The government needs to adopt a multi-pronged strategy in terms of:
- Setting up institutions to simulate sophisticated cyber attacks with the help of qualified personnel. These institutes would be used for training various agencies like intelligence, IT administrators, developers, etc, for offensive and defensive cyber warfare techniques.
- Set up early-warning capabilities about impending attacks and developing expertise in cyber forensics, which includes tools that focus on acquiring information from attacked systems to find out sources of attacks.
- A task force that will certify all imported software and hardware procured.
- Put up segmentwise security guidelines for critical infrastructures and economic segments like banking, defence, railways, aviation, atomic energy, oil & gas, etc.
- Carry out regular assessments of these establishments.
- Set up a computer emergency response team for each of these sectors.
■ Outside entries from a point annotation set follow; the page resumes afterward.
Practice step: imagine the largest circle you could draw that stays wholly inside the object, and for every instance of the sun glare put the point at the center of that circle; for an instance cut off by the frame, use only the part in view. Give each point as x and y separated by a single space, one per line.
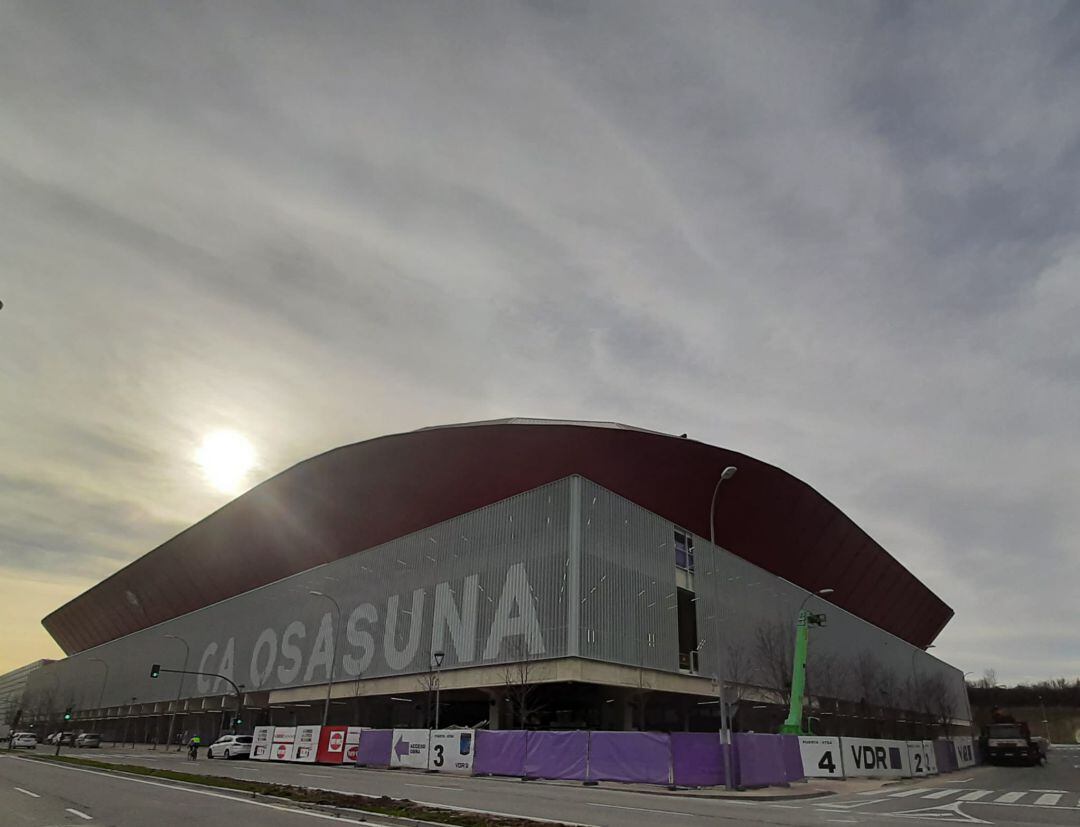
226 459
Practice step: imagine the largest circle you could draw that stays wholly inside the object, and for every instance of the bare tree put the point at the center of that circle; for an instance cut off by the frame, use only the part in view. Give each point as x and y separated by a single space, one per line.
941 702
517 679
773 650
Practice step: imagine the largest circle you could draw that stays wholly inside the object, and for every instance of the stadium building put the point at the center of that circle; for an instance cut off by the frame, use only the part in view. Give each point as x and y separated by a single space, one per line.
543 573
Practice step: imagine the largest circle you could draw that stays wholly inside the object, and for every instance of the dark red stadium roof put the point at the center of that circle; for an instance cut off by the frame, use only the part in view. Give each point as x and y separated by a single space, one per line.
363 495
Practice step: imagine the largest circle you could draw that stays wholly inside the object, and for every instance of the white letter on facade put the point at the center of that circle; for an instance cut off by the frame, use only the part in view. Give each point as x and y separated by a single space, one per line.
355 666
462 625
400 659
202 681
292 651
226 666
322 650
515 593
269 640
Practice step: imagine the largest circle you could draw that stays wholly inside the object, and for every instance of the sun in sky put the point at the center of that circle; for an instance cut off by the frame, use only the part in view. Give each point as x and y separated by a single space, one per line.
226 458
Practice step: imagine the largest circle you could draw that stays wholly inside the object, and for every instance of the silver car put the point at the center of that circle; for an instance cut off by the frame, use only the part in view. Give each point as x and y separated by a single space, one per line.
230 746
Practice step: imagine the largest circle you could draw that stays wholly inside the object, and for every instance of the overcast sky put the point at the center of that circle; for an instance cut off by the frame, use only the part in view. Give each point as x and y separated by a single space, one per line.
841 238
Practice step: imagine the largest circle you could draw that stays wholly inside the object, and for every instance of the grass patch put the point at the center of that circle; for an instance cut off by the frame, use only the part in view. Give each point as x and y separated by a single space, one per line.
379 805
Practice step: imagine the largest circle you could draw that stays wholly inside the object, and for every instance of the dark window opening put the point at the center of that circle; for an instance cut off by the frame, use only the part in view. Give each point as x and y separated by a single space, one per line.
687 631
Principal Secretary, IT and BT, Department of Karnataka Government has initiated an action plan to develop an Inter-State Coordination group for cyber security from which some thoughts can be generated as an input for the national plan.
The Government needs to use resources from the private sector to formulate a good defense mechanism. A comprehensive cyber defense strategy for the country is required to be developed. “To start the process a ‘National Cyber Security Advisory Group’ needs to be set up with suitable advisors in place. In my opinion, we need to set up a ‘Cyber Force’ as the fourth wing of our defense along with Army, Navy and Airforce. This has to be under the defense ministry. There needs to be two other national level sub agencies one under the Home department which coordinates the defense against the cyber crimes and another under Ministry of IT which coordinates the corporate information security initiatives. CERT-In can undertake the responsibility of coordinating the IS initiatives along with NIC which may focus on e-governance projects,” says N Vijayashankar (Naavi), a reputed cyber law specialist and an e-business consultant.
Naavi further elaborates that the overall control should rest with the Cyber Force which should be responsible for defending the Indian Cyber Borders. Since Cyber borders exist in every computer connected to the Internet, the cyber Force is not like the physical army which remains unseen by a common man at far away borders. This Cyber Force needs to have its units in the cities and work with ISPs and MSPs in defending the Indian Cyber Space.
“It can be headquartered in the Silicon City of India, Bengaluru, which is developing into the Cyber Security capital of India. It has to deploy its units in all major ISPs and MSPs which are the gateways to the Cyber Space. It may also need to deploy special protection forces at critical projects such as UID, NSE, IDRBT, etc. Lot of thought has to go into structuring the activities of such a force and it needs an elaborate discussion in a separate forum,” says Vijayashankar.
All said and done, the term war is assuming new proportions and refraining to owe allegiance to the conventional form of physical warfare. It leaves one and all non-pulsed by its new avatar and grasping with the thought of what next is in store.